Posts by MartinR

    Hallo Zusammen,


    gemessen ist die Fremdspannung bei mir bei symetrischer Verkabelung des Tonabnehmers zum Eingangsübertrager um 5dB besser.


    Die gleiche Erfahrung habe ich bei einem Wiedergabekopf einer Bandmaschine gemacht.


    Allerdings kann einem der ein oder andere Eingangsübertrager einen Strich durch die Rechnung machen. Manche mögens lieber unsymetrisch mit gebrückter Masse von Primär zu Sekundär.


    Ausgangsmäßig mache ich pseudosymetrisch mit XLR am Ausgang und üblicherweise mit Cinch wieder in den Eingang.


    Viele Grüße,

    Martin

    Hallo Tobias,


    ja, im Pentodenbetrieb hat sie die größere Verstärkung.
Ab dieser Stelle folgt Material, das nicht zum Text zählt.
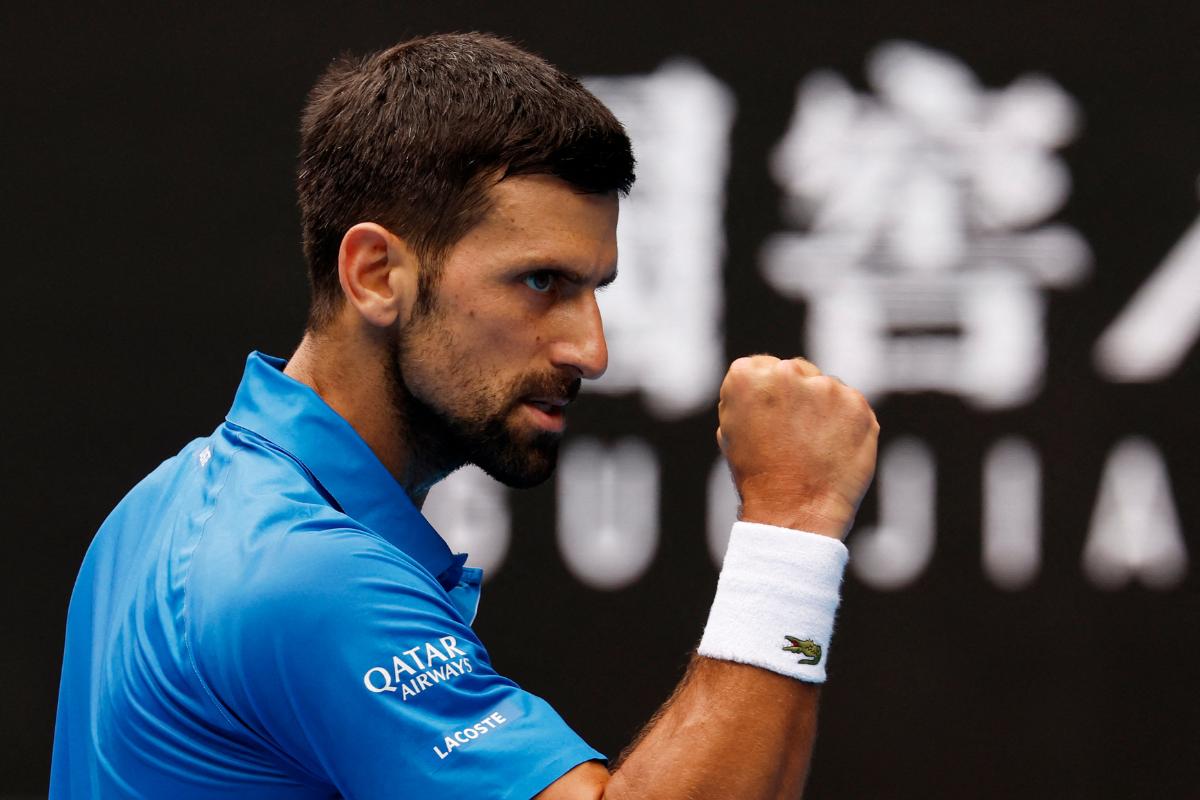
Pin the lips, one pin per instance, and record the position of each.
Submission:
(549, 405)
Der kleinere Gitterableitwiderstand hat aber keinen Einfluß auf die Verstärkung, den die bleibt bei Messungen mit dem Invers Netzwerk gleich. Auch mit dem Meßband bleibt die Verstärkung bis 10kHz gleich. Drüber werden die Höhen des Kopfs bedämpft. Ähnlich zum Tonabnehmer.


    Viele Grüße,

    Martin

    Hallo André,

    der Kopf braucht eine Abschlussimpedanz, ggf. noch einen kleinen Kondensator zur Optimierung des Schwingkreises um die Grenzfrequenz noch ein wenig nach oben zu verschieben. Also vielleicht ein wenig mit RC-Gliedern experimentieren.

    tja, so einfach scheint es zu sein.


    Ich habe die 180pF (was in etwa der Millerkapazität als Triode entspricht) gelassen und den Gitterableitwiderstand auf 15K reduziert. Dann paßt es wieder.


    Viele Grüße,

    Martin

    Hallo Zusammen,


    ich hätte da mal eine Frage an die Tonbandexperten, die sich auch mit Röhrentechnik auskennen.
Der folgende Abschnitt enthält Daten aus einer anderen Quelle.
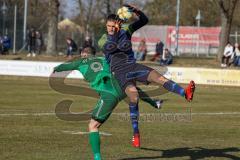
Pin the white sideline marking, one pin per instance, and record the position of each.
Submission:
(84, 133)
(141, 114)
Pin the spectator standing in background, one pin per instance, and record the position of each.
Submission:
(141, 53)
(236, 52)
(228, 53)
(39, 42)
(167, 58)
(158, 51)
(71, 47)
(31, 43)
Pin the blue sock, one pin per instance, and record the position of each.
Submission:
(174, 87)
(134, 114)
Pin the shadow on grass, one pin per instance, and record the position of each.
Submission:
(196, 153)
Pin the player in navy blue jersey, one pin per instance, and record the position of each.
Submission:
(117, 48)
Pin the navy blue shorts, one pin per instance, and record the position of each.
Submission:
(132, 74)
    Ich betreibe einen externen Röhrenwiedergabeverstärker mit einer EF86 als Triode geschaltet im Eingang und einer nachfolgenden passiven Hochtonentzerrung. Der Frequenzgang ist sowohl mit Pievox Invers Modul als auch mit Testband perfekt.


    Schalte ich die EF86 als Pentode, wobei der Ausgangswiderstand der Pentode gleich dem im Triodenbetrieb ist, habe ich mit dem Invers Modul den gleichen perfekten Frequenzgang. Beim Testband steigen allerdings die Höhen an.


    Nun ist die Pentode ja sehr kapazitätsarm im Eingang, weshalb ich einen Kondensator von 180pF bzw. 360pF mal parallel geschaltet habe. Keine Änderung.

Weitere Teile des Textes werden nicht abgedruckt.